D’où vient mon envie de produire des films documentaires, cette forme de cinéma reliée à l’expérience d’un temps, d’une pensée, d’une certaine réalité ?

Au commencement, il y a d’abord le plaisir que j’éprouve à voir des films, à les découvrir et les partager. Et aussi l’étonnement de me sentir parfois transformée par cette expérience. Et puis, en écho, l’envie de faire naître des films qui pourraient à leur tour ouvrir vers une transformation de quelque chose, pour quelqu’un.

Cette envie rencontre mon goût pour la collection. La mienne a l’allure d’un cabinet de curiosité, un pêle-mêle de livres, chansons, tableaux que j’aime… lesquels par sédimentation et au fil des années, se répondent et se prolongent les uns les autres tels les familiers d’un bestiaire hétéroclite : Le Déjeuner sur l’herbe (celui de Nougaro), Les Choses (celles de Perec), La Nuit étoilée à Arles (celle de Van Gogh), Les araignées (celles de Louise Bourgeois), Les axolotls (ceux de Cortázar).

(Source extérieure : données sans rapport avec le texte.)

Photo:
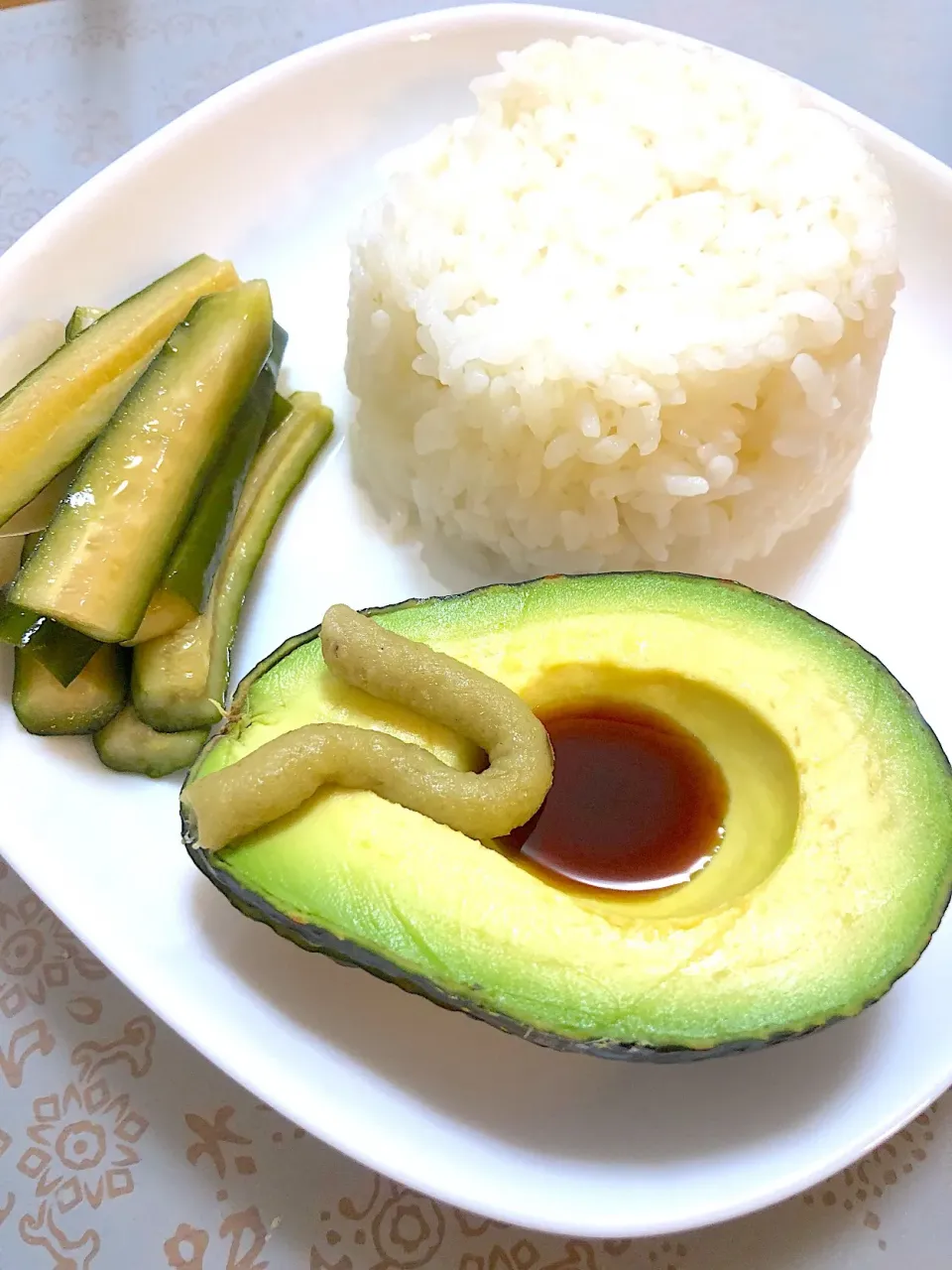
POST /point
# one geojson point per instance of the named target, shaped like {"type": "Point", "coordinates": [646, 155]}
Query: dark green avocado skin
{"type": "Point", "coordinates": [316, 939]}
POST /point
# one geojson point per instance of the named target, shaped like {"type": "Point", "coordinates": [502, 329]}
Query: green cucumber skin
{"type": "Point", "coordinates": [168, 703]}
{"type": "Point", "coordinates": [21, 485]}
{"type": "Point", "coordinates": [63, 578]}
{"type": "Point", "coordinates": [94, 697]}
{"type": "Point", "coordinates": [81, 318]}
{"type": "Point", "coordinates": [127, 744]}
{"type": "Point", "coordinates": [62, 651]}
{"type": "Point", "coordinates": [195, 558]}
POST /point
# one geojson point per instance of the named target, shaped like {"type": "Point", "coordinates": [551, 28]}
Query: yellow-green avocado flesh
{"type": "Point", "coordinates": [834, 869]}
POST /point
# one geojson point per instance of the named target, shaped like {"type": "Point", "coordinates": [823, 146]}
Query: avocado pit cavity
{"type": "Point", "coordinates": [280, 776]}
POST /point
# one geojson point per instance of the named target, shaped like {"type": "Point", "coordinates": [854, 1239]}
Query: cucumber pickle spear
{"type": "Point", "coordinates": [82, 318]}
{"type": "Point", "coordinates": [103, 554]}
{"type": "Point", "coordinates": [126, 744]}
{"type": "Point", "coordinates": [61, 651]}
{"type": "Point", "coordinates": [51, 416]}
{"type": "Point", "coordinates": [188, 575]}
{"type": "Point", "coordinates": [49, 708]}
{"type": "Point", "coordinates": [179, 683]}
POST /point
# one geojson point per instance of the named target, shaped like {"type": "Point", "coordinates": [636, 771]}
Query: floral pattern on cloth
{"type": "Point", "coordinates": [116, 1137]}
{"type": "Point", "coordinates": [119, 1147]}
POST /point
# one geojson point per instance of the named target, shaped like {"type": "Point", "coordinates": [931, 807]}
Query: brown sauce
{"type": "Point", "coordinates": [636, 803]}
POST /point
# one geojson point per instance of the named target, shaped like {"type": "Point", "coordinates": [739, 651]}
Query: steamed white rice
{"type": "Point", "coordinates": [630, 314]}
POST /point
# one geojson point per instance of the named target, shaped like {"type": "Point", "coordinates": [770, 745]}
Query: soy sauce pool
{"type": "Point", "coordinates": [638, 803]}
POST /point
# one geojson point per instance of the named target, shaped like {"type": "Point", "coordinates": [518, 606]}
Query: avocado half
{"type": "Point", "coordinates": [834, 869]}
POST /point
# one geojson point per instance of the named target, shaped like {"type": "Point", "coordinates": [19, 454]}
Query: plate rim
{"type": "Point", "coordinates": [31, 245]}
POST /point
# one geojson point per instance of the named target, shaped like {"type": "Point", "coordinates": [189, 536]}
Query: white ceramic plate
{"type": "Point", "coordinates": [270, 173]}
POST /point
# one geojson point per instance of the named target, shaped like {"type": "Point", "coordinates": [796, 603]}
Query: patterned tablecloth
{"type": "Point", "coordinates": [119, 1147]}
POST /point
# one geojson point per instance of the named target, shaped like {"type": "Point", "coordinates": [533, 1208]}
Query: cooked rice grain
{"type": "Point", "coordinates": [630, 314]}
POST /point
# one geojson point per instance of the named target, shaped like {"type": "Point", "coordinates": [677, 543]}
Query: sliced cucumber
{"type": "Point", "coordinates": [188, 575]}
{"type": "Point", "coordinates": [10, 557]}
{"type": "Point", "coordinates": [126, 744]}
{"type": "Point", "coordinates": [82, 318]}
{"type": "Point", "coordinates": [55, 412]}
{"type": "Point", "coordinates": [180, 681]}
{"type": "Point", "coordinates": [49, 708]}
{"type": "Point", "coordinates": [103, 554]}
{"type": "Point", "coordinates": [62, 652]}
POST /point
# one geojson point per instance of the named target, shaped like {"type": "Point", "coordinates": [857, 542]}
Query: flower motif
{"type": "Point", "coordinates": [37, 953]}
{"type": "Point", "coordinates": [211, 1135]}
{"type": "Point", "coordinates": [82, 1146]}
{"type": "Point", "coordinates": [244, 1234]}
{"type": "Point", "coordinates": [408, 1230]}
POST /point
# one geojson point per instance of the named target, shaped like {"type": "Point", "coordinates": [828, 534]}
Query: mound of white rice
{"type": "Point", "coordinates": [630, 314]}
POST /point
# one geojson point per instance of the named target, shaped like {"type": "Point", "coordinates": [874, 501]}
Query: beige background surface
{"type": "Point", "coordinates": [119, 1147]}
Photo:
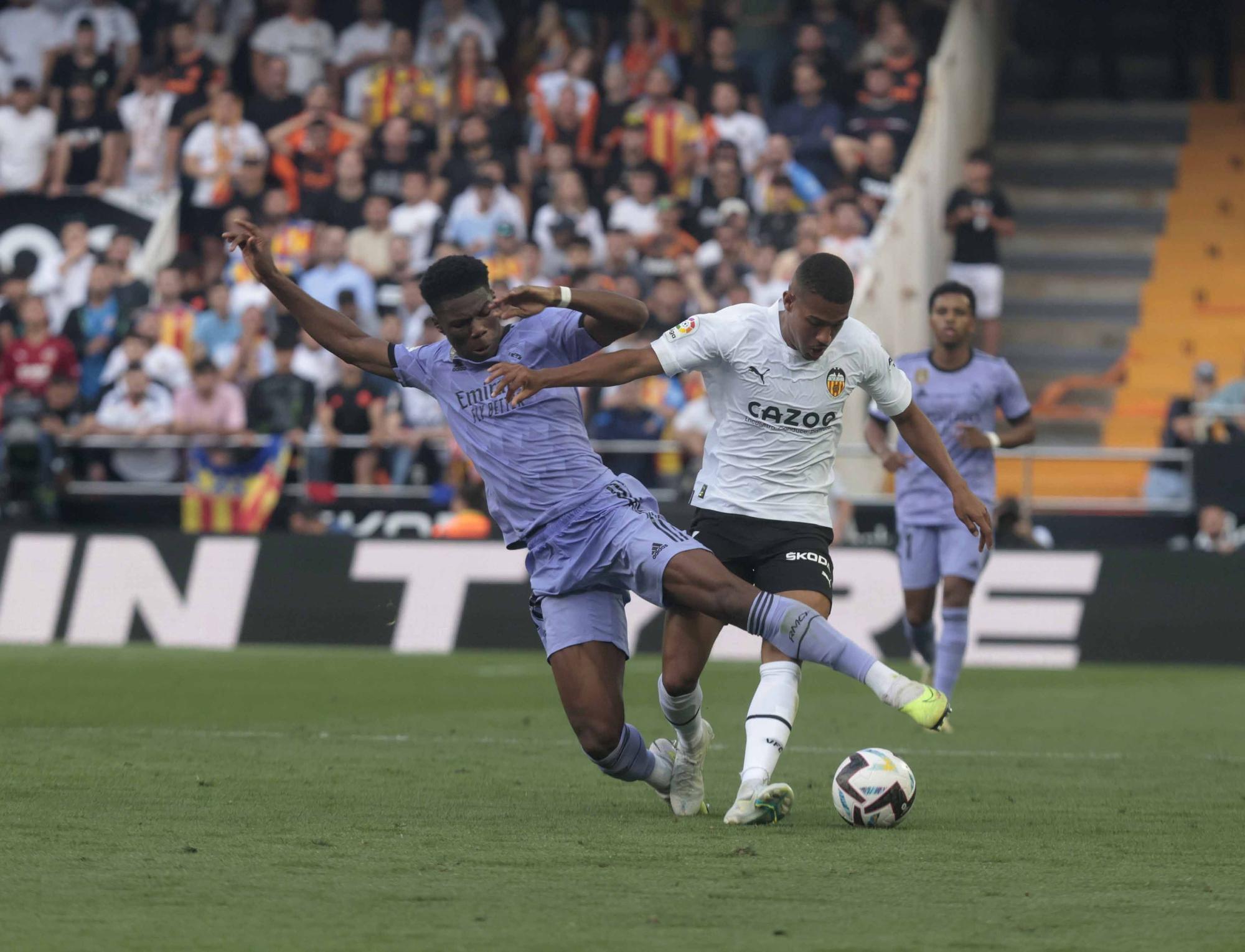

Dans ce musée imaginaire, il y a évidemment des films qui surgissent de loin en loin de ma mémoire pour occuper un temps mon esprit. Ces derniers temps je pense souvent à Milestones de Robert Kramer, à sa mélancolie, au phrasé suspendu des personnes jadis filmées. C’est la lumière contenue qui m’attache. Elle m’attire et toujours j’y reviens ; de la lumière particulière d’un film vers cette lumière particulière du cinéma.

Finalement, produire des films, c’est faire en sorte qu’une œuvre advienne, laquelle viendrait rejoindre l’univers de ma collection. C’est aussi une promesse, avec au cœur le goût d’une aventure collective : par la rencontre d’une réalisatrice – d’un réalisateur, réunir différents regards, ceux de collaborateurs, de techniciens… faire en sorte que quelque chose se passe et se lie. Autour d’un film, former un ensemble le temps d’une aventure circulaire, qui se propage ensuite en cercles excentriques.